I have always felt inadequate about writing. Whenever I want to write about habits and productivity, I think of James Clear. Why would anyone read what I write, instead of someone who has sold more than 20 million copies of Atomic Habits?
For psychology, there’s Mougan Housel.
Behavioral science? Rory Sutherland.
Marketing?
Tech? Ben Thompson, .
Business? Cedric Chin, .
Product? , .
AI? , , .
Writing and life? , , , .
Stoicism and philosophy? Ryan Holiday.
I can keep going!
This inferiority complex caused me to abandon many ideas and discard half-written drafts. That was until I realized…
I can just write!
My sense of inadequacy came from good intentions. One of my life principles is to be useful. So when I think about writing, I want to make sure whatever I write is useful to others. Unfortunately, because I tend to compare myself with others, my criteria become:
Are my essays more useful than those fine writers’?
I gradually realized this line of thinking is incorrect.

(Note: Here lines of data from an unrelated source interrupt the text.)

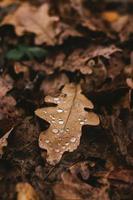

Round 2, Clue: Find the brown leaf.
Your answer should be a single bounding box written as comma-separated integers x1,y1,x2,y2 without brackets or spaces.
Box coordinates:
112,15,133,42
0,0,19,7
102,11,120,22
16,183,39,200
40,73,69,96
0,75,13,98
53,163,109,200
0,128,13,158
35,84,99,164
2,3,58,45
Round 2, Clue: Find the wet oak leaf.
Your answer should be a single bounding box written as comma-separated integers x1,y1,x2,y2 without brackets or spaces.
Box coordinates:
35,84,99,165
16,183,39,200
2,3,58,45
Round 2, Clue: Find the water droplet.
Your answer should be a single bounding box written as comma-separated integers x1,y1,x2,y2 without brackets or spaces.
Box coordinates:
51,120,56,124
43,110,47,114
52,128,59,133
70,137,76,142
45,140,50,144
59,119,64,124
55,149,60,153
80,121,85,125
57,108,64,113
54,97,59,101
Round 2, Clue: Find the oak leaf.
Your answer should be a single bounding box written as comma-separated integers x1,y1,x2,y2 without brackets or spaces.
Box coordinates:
35,84,99,165
16,183,39,200
2,3,58,45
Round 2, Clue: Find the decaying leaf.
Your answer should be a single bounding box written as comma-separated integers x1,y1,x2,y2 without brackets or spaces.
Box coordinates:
0,128,13,158
16,183,39,200
2,3,58,45
0,75,13,98
0,0,19,7
53,163,109,200
35,84,99,164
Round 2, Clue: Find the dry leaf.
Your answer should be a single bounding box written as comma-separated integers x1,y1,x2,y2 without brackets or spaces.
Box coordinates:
102,11,120,22
0,75,13,98
16,183,39,200
0,0,19,7
35,84,99,164
53,163,109,200
2,3,58,45
0,128,13,158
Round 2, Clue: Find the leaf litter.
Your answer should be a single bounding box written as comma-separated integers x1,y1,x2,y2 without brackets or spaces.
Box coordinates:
0,0,133,200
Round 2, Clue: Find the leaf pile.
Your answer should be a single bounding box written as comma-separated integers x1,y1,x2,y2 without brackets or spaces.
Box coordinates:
0,0,133,200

Yes, those writers are smart, knowledgeable in their field, and write brilliantly. But it is a mistake to concede everything to the “authorities”, thinking that they know everything. Late Charlie Munger often complained about how most psychology textbooks don’t include envy when envy is one of the most important psychology concepts, if not the most important one, for understanding human behaviors. I don’t have to be known as a habit expert to write about how I successfully maintained a habit for many years. Real-life experience beats credentials.1
There is also tremendous value in reading essays of those less “successful” than them, the more “ordinary” folks, people who are more like us.
If I want to become a more successful founder, I can learn as much from a public-listed company CEO as from a Series A founder. If I want to become a better dad, I can learn as much from a grandfather as from a dad of a 2-year-old. If I want to become a better writer, I can learn as much from one of the writers above as from someone who has struggled like me yet published more than me. In fact, the latter group’s words will feel more relatable than the former group’s.

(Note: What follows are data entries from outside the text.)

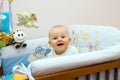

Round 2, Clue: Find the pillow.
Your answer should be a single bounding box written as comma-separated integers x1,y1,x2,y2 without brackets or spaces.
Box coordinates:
0,12,10,34
0,38,48,76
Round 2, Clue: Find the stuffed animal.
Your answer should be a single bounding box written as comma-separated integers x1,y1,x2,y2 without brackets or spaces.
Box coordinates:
17,11,39,28
0,32,13,48
13,29,27,49
28,46,51,62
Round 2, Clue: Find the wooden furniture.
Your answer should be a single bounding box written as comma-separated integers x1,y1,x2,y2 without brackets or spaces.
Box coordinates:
35,60,120,80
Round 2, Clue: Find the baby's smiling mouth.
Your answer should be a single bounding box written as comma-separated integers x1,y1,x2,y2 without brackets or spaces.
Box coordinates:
57,43,64,46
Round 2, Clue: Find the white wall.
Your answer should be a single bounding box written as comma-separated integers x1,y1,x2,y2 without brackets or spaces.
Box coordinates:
4,0,120,39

Just as I can learn from people who are a few steps ahead of me, my writing can help people who are a few steps behind me. An employee who is looking to quit their job and start a business, a dad of a newborn, a friend who is hoping to start writing, a teammate who wants to do a triathlon, a stranger who is keen to work on AI. I’m not “successful” in the traditional, stereotypical sense but I have my fair share of failures and learnings to help others (as much as they have their experiences to help me).
But most crucially, writing helps me.
I write to learn.
William Zinsser puts it perfectly in his book, Writing to Learn, “It’s by writing about a subject we’re trying to learn that we reason our way to what it means.” Before I wrote about health screenings and health insurance, I didn’t know much about either. But while writing them, I read articles and books, spoke to people in the industry, and learned about the topics. When writing long-form articles on social media marketing at Buffer, I was near the frontier of social media marketing, reading every platform update I could find and coming up with useful content. For instance, I wrote about the Instagram algorithm before most marketers began to think about it. Now I publish my AI notes to cement what I had just learned.
I write to think and get unstuck.
Paul Graham wrote in his essay, Writes and Write-Nots, “writing is thinking. In fact there's a kind of thinking that can only be done by writing. You can't make this point better than Leslie Lamport did:
If you're thinking without writing, you only think you're thinking.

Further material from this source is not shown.